7. The plastic mold deburring device as set forth in claim 6, wherein: positioning mechanism (2) are including fifth servo motor (201), fourth threaded rod (202), fixed slot (203) and locating piece (204), fixed slot (203) array is seted up and is located rolling disc (412) top, fixed slot (203) lateral wall is located in locating piece (204) slip, fixed slot (203) lateral wall of locating of fifth servo motor (201), the coaxial fixed fifth servo motor (201) output of locating of fourth threaded rod (202) is located to locating piece (204) lateral wall cover, fourth threaded rod (202) outer wall is located.

8. The plastic mold deburring device as set forth in claim 7, wherein: the rotary locking mechanism (6) comprises a sixth servo motor (601), a fifth threaded rod (602), a locking groove (603), a locking block (604) and a clamping groove (605), wherein the locking groove (603) is formed in the base (1), the sixth servo motor (601) is fixedly arranged at one end of the locking groove (603), the fifth threaded rod (602) is coaxially fixedly arranged at the output end of the sixth servo motor (601), the locking block (604) is slidably arranged on the side wall of the locking groove (603), the clamping groove (605) is formed in the circumferential side wall of the rotary disc (412) in an array mode, and the inner size of the clamping groove (605) is identical to the outer size of the locking block (604).

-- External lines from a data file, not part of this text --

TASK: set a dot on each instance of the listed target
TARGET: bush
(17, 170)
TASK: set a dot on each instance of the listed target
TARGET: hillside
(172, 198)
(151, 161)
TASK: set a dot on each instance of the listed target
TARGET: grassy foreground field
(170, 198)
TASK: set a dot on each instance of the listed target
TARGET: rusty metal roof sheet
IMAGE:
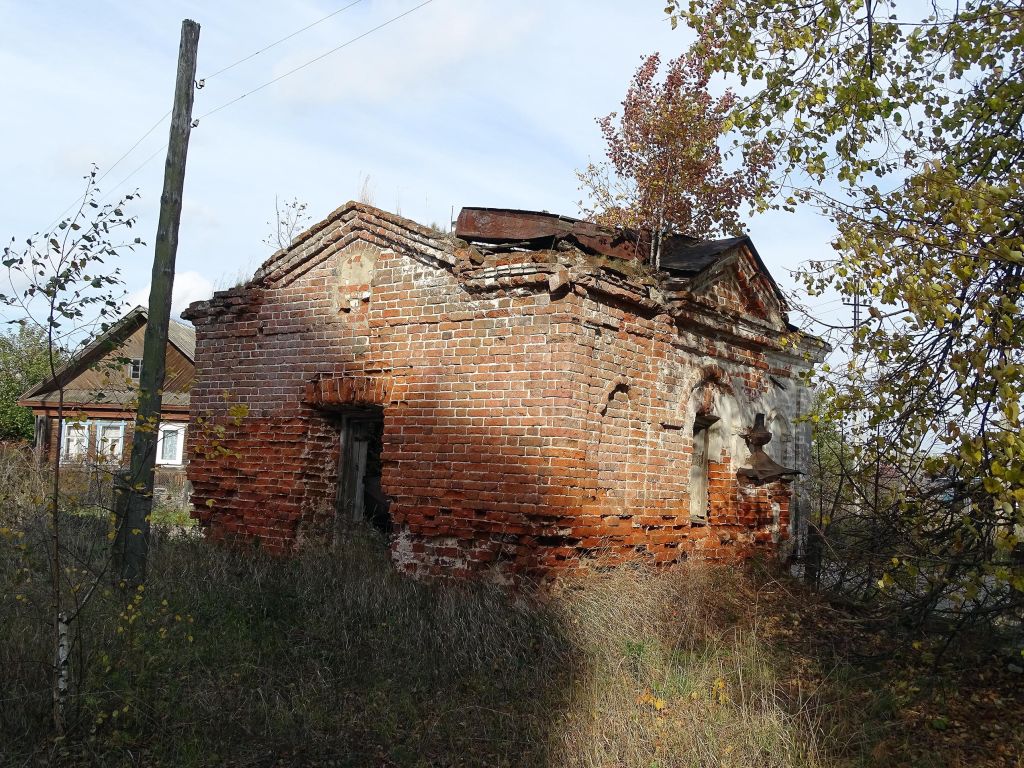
(682, 255)
(690, 257)
(542, 229)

9. The plastic mold deburring device as set forth in claim 8, wherein: the side wall of the main frame (501) is fixedly provided with an electrical control panel (101), and the electrical control panel (101) is electrically connected with a first servo motor (414), a second servo motor (504), a third servo motor (421), a fourth servo motor (301), a first reversing switch (426), a second reversing switch (427), a fourth servo motor (301), an air pump (701), an electric valve (704), an air pressure sensor (707), a fifth servo motor (201) and a sixth servo motor (601) through wires.

10. The plastic mold deburring device as set forth in claim 9, wherein: the rotary groove (411) is communicated with the gear groove (416), the power gear (415) is meshed with the rotary gear teeth (413), the first gear (506) is meshed with the second gear (507), the first threaded rod (505) is in threaded connection with the supporting rod (502), the second threaded rod (422) is in threaded connection with the fixing frame (423), the limit bolt (425) is in threaded connection with the side wall of the sliding groove (424), the third threaded rod (302) is in threaded connection with the transverse frame (303), the fourth threaded rod (202) is in threaded connection with the positioning block (204), and the fifth threaded rod (602) is in threaded connection with the locking block (604).